Bis 2030 sollen die Solarstrom-Erzeugung in Deutschland von jetzt 70 auf dann 215 Gigawatt verdreifacht werden. Dafür müsse es einen stärkeren Ausbau von Freiflächenanlagen geben, stellt das Ministerium in seinem Papier zur Photovoltaik-Strategie fest. Entsprechend soll die Genehmigung solcher Anlagen erleichtert und beschleunigt, aber auch die Akzeptanz dafür gestärkt werden, etwa durch bessere Information und Bürgerbeteiligung. Das sei wichtig, da ein hoher Grad an Akzeptanz zu "weniger Konflikten und gegebenenfalls zu weiteren verfügbaren Flächen führt", so das Strategiepapier aus dem Habeck-Ministerium.
Brandenburger Wirtschaftsminister will Akzeptanz fördern
Die Akzeptanz der Bürger für Solaranlagen hält auch der Brandenburger Wirtschafts- und Energieminister Jörg Steinbach (SPD) für unabdingbar, um die Energiewende zu schaffen. Steinbach zeigt sich mit dem Tempo des Solarausbaus in Brandenburg noch nicht zufrieden, geht nach eigenen Angaben aber davon aus, dass es künftig schneller gehen wird.

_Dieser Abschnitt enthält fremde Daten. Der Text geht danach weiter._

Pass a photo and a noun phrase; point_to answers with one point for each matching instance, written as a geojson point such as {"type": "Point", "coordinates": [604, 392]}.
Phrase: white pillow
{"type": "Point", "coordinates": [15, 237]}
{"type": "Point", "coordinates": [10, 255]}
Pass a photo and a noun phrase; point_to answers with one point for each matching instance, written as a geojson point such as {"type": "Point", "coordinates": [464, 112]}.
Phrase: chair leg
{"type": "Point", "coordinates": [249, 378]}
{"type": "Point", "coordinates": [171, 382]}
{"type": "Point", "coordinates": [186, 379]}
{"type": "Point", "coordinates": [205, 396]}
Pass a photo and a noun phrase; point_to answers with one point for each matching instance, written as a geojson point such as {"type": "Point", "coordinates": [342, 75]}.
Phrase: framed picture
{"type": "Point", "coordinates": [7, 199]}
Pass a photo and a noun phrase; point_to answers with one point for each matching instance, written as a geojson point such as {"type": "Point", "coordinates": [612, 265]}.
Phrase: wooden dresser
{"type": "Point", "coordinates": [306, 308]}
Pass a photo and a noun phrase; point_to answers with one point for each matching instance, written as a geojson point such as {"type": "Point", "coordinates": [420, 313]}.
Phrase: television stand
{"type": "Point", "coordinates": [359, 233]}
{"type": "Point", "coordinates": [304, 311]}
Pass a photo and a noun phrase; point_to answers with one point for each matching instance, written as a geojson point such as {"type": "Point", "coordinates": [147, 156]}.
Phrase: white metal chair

Dafür müssten die Bürger frühzeitig in entsprechende Planungen einbezogen werden, aber auch materielle Vorteile von Solarparks vor ihrer Haustür haben – etwa in Form von günstigem Solarstrom: "Wenn die Menschen merken, dass es zu ihrer eigenen Entlastung im Geldbeutel führt, dann wird die Akzeptanz am schnellsten steigen", sagt Steinbach. Trotzdem gehe er davon aus, dass es auch weiterhin Konflikte geben werde, die nur im Kompromiss zu lösen seien: "Es muss einen Ausgleich geben zwischen Menschen, die eine Fläche als Natur erhalten wollen, und denen, die sich der Aufgabe der Klimaneutralität stellen", so der Minister.
Solarpark Tempelfelde frühestens 2025 am Netz
Ob dieser Ausgleich in der Gemeinde Sydower Fließ gelingt, ist noch nicht klar. Das Genehmigungsverfahren geht nun in die dritte Runde. Pferdehofbetreiberin Juliane Uhlig kündigt an, auch weiterhin Einwendungen gegen den Solarpark verfassen und notfalls dagegen klagen zu wollen. Bürgermeisterin Simone Krauskopf setzt auf die Wirkung materieller Anreize: "Akzeptanz ist nur möglich, wenn die Leute sagen können: Der Strom wird hier produziert, und den Strom kriege ich aus meiner Steckdose für kleineres Geld als alle anderen."
Für den Solarpark Tempelfelde kämen solche Anreize wohl zu spät, der Konflikt hat das Projekt schon um mehr als zwei Jahre zurückgeworfen. Im günstigsten Fall könnte hier ab 2025 grüner Strom erzeugt werden – fünf Jahre nach Beginn der Planung.